39. The method of claim 1, wherein said partially depolymerized pectin is administered after treatment with said therapeutic treatment, chemotherapeutic or cytostatic agent.

40. The method of claim 1, wherein said partially depolymerized pectin is administered by intravenous infusion.

41. The method of claim 1, wherein said partially depolymerized pectin is administered orally.

42. The method of claim 1, wherein said partially depolymerized pectin is administered by intramuscular or intraperitoneal injection or infusion.

43. The method of claim 1, wherein said partially depolymerized pectin is administered by inhalation.

44. The method of claim 1, wherein said partially depolymerized pectin is administered by topically.

45. The method of claim 1, wherein said partially depolymerized pectin is administered by subcutaneous injection.

46. The method of claim 1, wherein the effective dose (ED50) for said therapeutic treatment, chemotherapeutic or cytostatic agent used in combination with said partially depolymerized pectin is at least 5 fold less than the ED50 for said therapeutic treatment, chemotherapeutic or cytostatic agent alone.

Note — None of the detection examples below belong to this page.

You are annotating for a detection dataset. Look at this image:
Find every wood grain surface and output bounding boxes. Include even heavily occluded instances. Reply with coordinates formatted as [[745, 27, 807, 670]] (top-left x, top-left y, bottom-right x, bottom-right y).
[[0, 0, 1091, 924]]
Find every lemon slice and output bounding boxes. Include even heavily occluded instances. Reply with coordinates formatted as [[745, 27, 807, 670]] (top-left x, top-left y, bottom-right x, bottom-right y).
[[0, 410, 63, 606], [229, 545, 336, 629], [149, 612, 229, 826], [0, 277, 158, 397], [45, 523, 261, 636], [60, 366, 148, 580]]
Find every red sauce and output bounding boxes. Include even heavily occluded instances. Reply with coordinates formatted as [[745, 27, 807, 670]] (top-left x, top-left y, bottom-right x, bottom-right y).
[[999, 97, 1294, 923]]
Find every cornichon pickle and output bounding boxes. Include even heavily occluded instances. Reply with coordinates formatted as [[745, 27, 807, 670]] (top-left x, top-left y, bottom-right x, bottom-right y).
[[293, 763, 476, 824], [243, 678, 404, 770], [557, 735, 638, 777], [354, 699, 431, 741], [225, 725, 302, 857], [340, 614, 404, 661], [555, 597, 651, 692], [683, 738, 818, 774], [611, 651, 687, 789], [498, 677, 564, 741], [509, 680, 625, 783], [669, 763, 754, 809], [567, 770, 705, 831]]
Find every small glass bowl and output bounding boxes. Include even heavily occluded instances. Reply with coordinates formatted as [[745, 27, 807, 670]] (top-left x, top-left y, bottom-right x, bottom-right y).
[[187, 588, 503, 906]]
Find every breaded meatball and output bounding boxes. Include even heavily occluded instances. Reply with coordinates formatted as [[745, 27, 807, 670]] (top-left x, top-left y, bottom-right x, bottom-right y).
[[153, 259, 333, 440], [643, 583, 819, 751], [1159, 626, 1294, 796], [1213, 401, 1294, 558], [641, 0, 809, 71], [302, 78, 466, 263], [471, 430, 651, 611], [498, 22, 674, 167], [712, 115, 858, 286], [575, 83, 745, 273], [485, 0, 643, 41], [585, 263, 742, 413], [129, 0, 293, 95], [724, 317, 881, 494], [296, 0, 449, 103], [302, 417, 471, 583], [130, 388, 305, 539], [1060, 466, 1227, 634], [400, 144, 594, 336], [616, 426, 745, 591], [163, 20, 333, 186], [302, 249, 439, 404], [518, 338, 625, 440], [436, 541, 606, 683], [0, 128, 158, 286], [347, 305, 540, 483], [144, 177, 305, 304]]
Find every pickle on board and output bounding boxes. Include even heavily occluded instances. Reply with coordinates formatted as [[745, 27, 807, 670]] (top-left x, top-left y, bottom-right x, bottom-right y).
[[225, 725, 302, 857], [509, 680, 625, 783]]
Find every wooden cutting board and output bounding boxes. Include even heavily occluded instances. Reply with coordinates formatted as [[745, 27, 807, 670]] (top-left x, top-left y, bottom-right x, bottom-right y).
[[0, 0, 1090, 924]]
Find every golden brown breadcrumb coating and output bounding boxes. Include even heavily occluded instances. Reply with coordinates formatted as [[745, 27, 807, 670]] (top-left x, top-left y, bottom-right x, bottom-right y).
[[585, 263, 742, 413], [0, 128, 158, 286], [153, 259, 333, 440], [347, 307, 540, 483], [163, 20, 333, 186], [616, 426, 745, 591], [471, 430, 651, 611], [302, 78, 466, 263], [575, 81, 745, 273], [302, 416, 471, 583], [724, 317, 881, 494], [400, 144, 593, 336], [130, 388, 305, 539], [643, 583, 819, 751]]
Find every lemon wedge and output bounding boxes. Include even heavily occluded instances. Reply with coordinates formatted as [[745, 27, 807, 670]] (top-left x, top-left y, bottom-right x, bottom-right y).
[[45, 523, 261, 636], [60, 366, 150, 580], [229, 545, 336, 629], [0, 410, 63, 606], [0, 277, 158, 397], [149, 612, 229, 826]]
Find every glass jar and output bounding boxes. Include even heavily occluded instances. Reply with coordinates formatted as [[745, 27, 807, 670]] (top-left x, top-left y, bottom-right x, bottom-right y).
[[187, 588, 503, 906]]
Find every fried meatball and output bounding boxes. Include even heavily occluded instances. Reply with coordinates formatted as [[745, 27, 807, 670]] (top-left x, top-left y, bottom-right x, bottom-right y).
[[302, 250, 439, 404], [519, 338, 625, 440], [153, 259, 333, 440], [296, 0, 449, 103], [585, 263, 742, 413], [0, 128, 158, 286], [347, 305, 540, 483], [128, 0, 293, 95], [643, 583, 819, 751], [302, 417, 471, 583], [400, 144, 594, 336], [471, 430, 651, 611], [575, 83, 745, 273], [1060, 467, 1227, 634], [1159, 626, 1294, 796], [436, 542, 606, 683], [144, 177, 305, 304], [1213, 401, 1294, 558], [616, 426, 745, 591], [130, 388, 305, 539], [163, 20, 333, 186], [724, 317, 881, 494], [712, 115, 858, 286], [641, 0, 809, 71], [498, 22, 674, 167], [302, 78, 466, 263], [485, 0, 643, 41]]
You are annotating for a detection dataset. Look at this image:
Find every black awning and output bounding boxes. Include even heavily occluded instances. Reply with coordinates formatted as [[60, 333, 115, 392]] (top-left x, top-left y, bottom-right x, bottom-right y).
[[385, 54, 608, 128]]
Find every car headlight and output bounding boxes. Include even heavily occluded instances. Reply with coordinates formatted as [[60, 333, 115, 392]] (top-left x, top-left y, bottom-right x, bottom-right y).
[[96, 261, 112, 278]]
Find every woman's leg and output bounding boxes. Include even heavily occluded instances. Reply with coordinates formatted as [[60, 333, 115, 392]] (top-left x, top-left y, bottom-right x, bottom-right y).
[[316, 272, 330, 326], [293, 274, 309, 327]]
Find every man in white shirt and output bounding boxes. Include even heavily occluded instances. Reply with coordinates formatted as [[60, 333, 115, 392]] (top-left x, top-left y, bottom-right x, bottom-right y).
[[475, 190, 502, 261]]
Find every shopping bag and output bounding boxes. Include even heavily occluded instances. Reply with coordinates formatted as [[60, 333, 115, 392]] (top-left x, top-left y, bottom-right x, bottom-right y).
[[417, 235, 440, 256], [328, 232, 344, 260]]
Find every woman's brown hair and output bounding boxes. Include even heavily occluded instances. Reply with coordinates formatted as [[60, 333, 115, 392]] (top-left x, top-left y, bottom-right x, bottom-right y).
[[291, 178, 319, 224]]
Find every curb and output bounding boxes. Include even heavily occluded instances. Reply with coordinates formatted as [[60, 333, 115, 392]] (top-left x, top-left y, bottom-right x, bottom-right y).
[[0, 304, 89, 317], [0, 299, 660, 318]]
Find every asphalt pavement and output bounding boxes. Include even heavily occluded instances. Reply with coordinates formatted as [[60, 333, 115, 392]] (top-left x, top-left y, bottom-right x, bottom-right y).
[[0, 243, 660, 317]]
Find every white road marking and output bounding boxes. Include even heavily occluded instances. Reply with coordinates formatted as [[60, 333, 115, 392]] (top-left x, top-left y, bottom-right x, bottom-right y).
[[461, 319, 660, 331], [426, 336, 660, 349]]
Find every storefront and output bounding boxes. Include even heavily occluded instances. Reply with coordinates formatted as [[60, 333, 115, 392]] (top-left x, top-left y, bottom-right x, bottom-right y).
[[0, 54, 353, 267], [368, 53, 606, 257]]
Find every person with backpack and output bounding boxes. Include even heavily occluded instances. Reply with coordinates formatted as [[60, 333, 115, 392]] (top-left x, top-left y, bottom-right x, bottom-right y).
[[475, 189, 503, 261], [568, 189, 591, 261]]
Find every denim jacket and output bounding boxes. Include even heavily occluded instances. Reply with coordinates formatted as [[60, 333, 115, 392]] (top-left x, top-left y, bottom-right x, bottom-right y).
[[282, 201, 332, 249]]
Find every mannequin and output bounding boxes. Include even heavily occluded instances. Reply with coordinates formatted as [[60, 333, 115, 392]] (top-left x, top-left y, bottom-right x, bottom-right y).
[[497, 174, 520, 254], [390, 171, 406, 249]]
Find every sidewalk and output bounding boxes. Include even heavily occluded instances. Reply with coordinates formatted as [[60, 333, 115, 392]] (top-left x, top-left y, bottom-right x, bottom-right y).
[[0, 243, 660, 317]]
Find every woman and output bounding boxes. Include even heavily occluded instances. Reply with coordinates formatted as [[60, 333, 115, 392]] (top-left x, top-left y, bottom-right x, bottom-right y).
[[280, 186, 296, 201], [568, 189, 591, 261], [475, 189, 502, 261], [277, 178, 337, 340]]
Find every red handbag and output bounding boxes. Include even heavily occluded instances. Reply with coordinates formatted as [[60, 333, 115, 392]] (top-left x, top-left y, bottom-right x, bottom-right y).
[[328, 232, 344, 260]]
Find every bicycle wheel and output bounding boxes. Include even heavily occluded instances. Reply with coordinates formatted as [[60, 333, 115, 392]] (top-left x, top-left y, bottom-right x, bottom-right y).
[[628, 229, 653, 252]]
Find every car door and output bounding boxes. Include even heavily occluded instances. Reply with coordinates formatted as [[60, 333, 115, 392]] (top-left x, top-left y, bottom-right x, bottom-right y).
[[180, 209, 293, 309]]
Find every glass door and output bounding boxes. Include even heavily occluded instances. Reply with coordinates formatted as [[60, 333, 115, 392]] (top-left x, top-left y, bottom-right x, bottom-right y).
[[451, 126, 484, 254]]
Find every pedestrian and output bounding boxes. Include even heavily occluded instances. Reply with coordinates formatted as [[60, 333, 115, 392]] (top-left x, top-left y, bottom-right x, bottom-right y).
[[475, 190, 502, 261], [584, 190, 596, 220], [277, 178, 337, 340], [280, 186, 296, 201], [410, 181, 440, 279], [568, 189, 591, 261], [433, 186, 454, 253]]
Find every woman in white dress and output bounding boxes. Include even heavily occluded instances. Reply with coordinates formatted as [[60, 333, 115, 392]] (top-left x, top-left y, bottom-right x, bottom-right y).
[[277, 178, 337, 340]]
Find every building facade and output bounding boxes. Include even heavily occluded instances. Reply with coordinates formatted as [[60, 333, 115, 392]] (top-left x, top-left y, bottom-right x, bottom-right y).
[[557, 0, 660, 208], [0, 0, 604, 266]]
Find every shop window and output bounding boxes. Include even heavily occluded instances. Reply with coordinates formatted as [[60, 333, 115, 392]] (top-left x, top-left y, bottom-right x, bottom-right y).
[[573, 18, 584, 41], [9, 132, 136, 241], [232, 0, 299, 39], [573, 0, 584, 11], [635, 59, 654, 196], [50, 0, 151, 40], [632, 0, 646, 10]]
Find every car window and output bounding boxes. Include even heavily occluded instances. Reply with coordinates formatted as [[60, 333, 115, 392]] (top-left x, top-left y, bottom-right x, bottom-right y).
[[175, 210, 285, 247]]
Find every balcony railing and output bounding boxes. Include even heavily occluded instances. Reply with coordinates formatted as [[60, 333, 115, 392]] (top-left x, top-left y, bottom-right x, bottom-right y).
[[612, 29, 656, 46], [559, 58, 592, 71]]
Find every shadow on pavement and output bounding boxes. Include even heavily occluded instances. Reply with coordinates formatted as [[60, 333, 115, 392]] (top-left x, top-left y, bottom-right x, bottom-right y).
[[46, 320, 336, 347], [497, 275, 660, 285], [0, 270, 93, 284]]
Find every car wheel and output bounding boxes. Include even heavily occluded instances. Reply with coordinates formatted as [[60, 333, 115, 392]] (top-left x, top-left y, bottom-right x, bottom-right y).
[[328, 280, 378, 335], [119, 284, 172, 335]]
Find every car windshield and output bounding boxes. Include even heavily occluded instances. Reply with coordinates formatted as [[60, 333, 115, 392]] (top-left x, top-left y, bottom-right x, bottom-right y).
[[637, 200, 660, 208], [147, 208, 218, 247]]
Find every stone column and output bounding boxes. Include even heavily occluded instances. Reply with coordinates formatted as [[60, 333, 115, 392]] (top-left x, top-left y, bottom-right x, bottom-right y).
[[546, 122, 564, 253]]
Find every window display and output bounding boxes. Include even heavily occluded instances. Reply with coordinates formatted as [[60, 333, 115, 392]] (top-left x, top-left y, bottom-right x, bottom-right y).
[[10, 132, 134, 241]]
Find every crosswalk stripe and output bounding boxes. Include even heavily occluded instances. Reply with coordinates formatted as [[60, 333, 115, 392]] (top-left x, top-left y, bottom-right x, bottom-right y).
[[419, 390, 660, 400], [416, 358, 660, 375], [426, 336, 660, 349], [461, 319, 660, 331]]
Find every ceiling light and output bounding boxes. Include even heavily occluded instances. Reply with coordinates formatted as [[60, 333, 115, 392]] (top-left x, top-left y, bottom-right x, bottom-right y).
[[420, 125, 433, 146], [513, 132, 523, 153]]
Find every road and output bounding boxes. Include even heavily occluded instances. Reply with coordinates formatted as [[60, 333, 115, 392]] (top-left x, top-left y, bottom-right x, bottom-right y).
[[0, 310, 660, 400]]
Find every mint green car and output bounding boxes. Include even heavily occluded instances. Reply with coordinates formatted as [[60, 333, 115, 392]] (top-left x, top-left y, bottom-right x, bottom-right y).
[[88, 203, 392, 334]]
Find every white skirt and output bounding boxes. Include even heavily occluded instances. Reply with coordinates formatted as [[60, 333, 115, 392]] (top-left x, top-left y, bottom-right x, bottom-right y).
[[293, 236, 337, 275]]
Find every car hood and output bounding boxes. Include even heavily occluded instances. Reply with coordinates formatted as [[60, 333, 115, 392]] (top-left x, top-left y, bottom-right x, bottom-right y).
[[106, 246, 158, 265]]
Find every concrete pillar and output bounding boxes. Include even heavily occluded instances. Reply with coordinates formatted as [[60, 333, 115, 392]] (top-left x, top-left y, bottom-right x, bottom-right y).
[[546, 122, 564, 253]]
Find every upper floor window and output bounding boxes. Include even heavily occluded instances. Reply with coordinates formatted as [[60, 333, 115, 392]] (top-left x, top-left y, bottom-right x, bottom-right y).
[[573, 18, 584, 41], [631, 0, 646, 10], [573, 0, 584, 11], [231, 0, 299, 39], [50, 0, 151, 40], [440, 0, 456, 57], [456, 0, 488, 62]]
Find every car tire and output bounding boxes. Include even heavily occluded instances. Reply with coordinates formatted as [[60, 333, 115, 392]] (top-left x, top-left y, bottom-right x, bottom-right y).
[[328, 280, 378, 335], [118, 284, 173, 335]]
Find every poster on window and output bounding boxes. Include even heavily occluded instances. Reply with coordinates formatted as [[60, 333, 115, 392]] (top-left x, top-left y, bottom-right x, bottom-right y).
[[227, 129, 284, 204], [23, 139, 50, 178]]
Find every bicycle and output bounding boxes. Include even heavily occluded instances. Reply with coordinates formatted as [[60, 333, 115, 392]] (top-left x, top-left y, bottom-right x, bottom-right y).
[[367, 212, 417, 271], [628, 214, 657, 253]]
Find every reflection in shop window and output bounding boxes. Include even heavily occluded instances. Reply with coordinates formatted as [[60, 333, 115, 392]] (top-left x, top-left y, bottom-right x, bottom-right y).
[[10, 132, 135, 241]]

47. The method of claim 1, wherein the therapeutic index (TI) for said therapeutic treatment, chemotherapeutic or cytostatic agent used in combination with said partially depolymerized pectin is at least 5 fold greater than the TI for said therapeutic treatment, chemotherapeutic or cytostatic agent alone.

48. A kit comprising (i) a chemotherapeutic agent that interferes with DNA replication fidelity or cell-cycle progression of cells undergoing unwanted proliferation, (ii) a therapeutically effective amount of a partially depolymerized pectin having a galacturan backbone which may be disrupted by rhamnose and low branched neutral sugars dependent from said backbone; and (iii) instructions and/or a label for conjoint administration of the chemotherapeutic agent and the partially depolymerized pectin.

49. A packaged pharmaceutical comprising (i) a therapeutically effective amount of a partially depolymerized pectin having a galacturan backbone which may be disrupted by rhamnose and low branched neutral sugars dependent from said backbone; and (ii) instructions and/or a label for conjoint administration of the partially depolymerized pectin with a chemotherapeutic agent.

50. A method for treating a tumor comprising: (i) obtaining a sample of tumor cells from a patient; (ii) ascertaining the anti-apoptotic Bcl-2 protein status of the tumor cell sample; and (iii) for patients having a wild-type or elevated level or anti-apoptotic Bcl-2 proteins, treating the patient with a regimen including administering a therapeutically effective amount of a partially depolymerized pectin having a galacturan backbone which may be disrupted by rhamnose and low branched neutral sugars dependent from said backbone.

51. The method of claim 50, wherein said treatment regimen further includes treating the patient with a chemotherapeutic agent that interferes with DNA replication fidelity or cell-cycle progression of cells undergoing unwanted proliferation.